Regard, au delà de soi même.
Il y a des regards égarés qui se posent sur vous comme indifférents et si distants. D'autres effrayés, terrifiés, inertes, tellement fatigués. D'autres encore, comme des lacs immenses de tristesse ou des volcans de joie, des bulles qui pétillent.
Il y a des regards qui parlent sans mots, ils vous encouragent, ou vous blessent, vous fusillent sur place.
Certains sont lourds de mépris et d'autres comme un baume nourissier, pénétrent lentement en vous et viennent soigner vos blessures profondes et intérieures, celles parfois que nous ne connaissons même pas.
Toute la palette des sentiments est là, dans des distances, des expressions, une émotion. Je m'étonne de ce que les peintres réussissent à les capter et à rendre à chacun leur éclat si particulier.
Quel fut notre premier regard? Qui vint le chercher et le recevoir alors que notre vision était encore d'un autre monde? Que nous a t il dit? Qu'avons -nous perçu?
Ce premier échange est le point d'appui des relations à venir, il nous construit déjà dans ces aller retour où je me perds , où je me trouve, où l'autre est là et disparaît.
Apprendre à regarder pour ne pas passer sans rien voir, c'est à dire oser offrir et recevoir ce qui échappe de nous par ces yeux qui parlent pour nous.

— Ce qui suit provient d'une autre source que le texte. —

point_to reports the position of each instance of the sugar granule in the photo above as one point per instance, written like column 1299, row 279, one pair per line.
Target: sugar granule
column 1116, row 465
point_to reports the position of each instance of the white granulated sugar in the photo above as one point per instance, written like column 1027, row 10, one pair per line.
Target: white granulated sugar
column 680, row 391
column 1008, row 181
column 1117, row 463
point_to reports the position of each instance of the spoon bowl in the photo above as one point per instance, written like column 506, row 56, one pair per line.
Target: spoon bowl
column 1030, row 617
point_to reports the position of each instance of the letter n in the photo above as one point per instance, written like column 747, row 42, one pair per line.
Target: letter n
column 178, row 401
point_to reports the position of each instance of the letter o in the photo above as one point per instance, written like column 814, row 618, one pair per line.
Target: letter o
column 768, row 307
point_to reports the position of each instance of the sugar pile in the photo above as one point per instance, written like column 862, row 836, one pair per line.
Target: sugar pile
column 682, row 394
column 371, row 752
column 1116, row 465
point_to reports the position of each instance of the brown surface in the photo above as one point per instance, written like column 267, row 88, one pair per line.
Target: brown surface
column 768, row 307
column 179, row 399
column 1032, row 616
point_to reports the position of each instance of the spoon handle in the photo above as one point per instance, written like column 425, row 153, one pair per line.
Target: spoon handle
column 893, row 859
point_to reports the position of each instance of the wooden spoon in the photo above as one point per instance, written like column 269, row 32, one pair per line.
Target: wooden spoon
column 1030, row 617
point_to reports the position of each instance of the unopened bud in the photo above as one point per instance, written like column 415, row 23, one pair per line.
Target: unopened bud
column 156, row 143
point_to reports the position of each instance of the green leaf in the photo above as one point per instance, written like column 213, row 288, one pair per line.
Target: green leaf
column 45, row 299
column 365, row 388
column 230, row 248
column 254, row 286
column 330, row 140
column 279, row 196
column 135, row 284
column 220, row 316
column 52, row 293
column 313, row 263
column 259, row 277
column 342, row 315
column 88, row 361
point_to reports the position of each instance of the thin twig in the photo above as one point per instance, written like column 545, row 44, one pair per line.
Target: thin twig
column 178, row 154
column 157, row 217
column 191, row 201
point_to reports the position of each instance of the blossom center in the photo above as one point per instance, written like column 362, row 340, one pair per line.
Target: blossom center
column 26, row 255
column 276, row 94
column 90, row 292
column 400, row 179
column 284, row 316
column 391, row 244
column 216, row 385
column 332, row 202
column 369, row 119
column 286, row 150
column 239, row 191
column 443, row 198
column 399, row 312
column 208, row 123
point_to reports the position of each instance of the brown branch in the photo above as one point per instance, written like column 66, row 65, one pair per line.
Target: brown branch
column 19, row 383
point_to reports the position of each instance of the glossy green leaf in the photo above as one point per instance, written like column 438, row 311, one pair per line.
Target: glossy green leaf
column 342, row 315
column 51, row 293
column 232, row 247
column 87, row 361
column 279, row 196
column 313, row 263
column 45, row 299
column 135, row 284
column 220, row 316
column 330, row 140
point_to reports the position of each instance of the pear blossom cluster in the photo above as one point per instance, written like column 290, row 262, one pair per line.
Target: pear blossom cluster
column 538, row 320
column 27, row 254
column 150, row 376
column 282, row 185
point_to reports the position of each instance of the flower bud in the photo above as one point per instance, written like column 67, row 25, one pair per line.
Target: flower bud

J'ai tenté ces derniers temps d'isoler les regards, les dissocier du visage, et du nez, du front, de la bouche. Curieux exercice, difficile. C'est comme si le regard par un tour de magie faisait tenir ensemble invisible et visible, ramassait en son sein nos entrailles et notre âme.
Parfois j'essaie de sentir mon propre regard. Difficile, impossible? Non pas tout à fait. Comme un temps d'arrêt. C'est d'abord quand je voudrais que mes yeux soient comme des mitraillettes, alors oui, je le ressens, destructeur. Il peut me faire peur à moi -même et poursuit pourtant ce qu'il transporte de moi qui va contre le mur de l'autre.
N'est-ce pas lorsque la relation est difficile, entrain de se rompre qu'alors les regards se heurtent mutuellement? Le mouvement est interrompu, provoque la conscience.
La plupart du temps, mon regard est lui-même, au delà de tout mon vouloir et porte à l'extérieur quelque chose de moi que je ne connais pas. IL reçoit les autres regards et navigue dans ces mouvements de l'un à l'autre, inconscient, hésitant et vibrant, assombri, éclairé. Il est mon messager vers l'autre sans tricher, entier et vrai.